- Leader: Hamad Abu Rabia
- Dissolved: 8 March 1977
- Split from: Alignment (4 January 1977)
- Merged into: Alignment (26 February 1974) United Arab List (8 March 1977)
- Ideology: Israeli Arab interests
- National affiliation: Labor Party
- Most MKs: 1 (1973–1974, 1977)
- Fewest MKs: 1 (1973–1974, 1977)

Election symbol
- עא‎

= Arab List for Bedouin and Villagers =

Arab Satellite list in Israel (1973–1977)

The Arab List for Bedouin and Villagers (רשימה ערבית לבדואים וכפריים, Reshima Aravit LeBedouim VeKfariym, القائمة العربية للبدو والفلاحين) was an Arab satellite list in Israel.

==Background==
The party was created in the run-up to the 1973 elections as an Israeli Arab party associated with the governing Alignment. Headed by Hamad Abu Rabia, the new party just crossed the electoral threshold, gaining 1% of the vote, and claiming one seat in the Knesset, taken by Abu Rabia.

On 26 February 1974 the party merged into the Alignment together with the other Alignment-linked Israeli Arab party, Progress and Development.
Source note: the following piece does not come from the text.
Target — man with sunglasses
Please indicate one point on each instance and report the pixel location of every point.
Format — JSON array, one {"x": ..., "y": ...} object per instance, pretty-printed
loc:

On 4 January 1977 Abu Rabia left the Alignment and re-established the Arab List for Bedouin and Villagers. On 8 March it merged with Progress and Development to form the United Arab List. The new party claimed one seat in the 1977 elections, which was taken on a rotation basis by three party members, including Abu Rabia. However, in 1981 Rabia was assassinated by the sons of party rival Jabr Muadi for allegedly refusing to keep to the rotation agreement.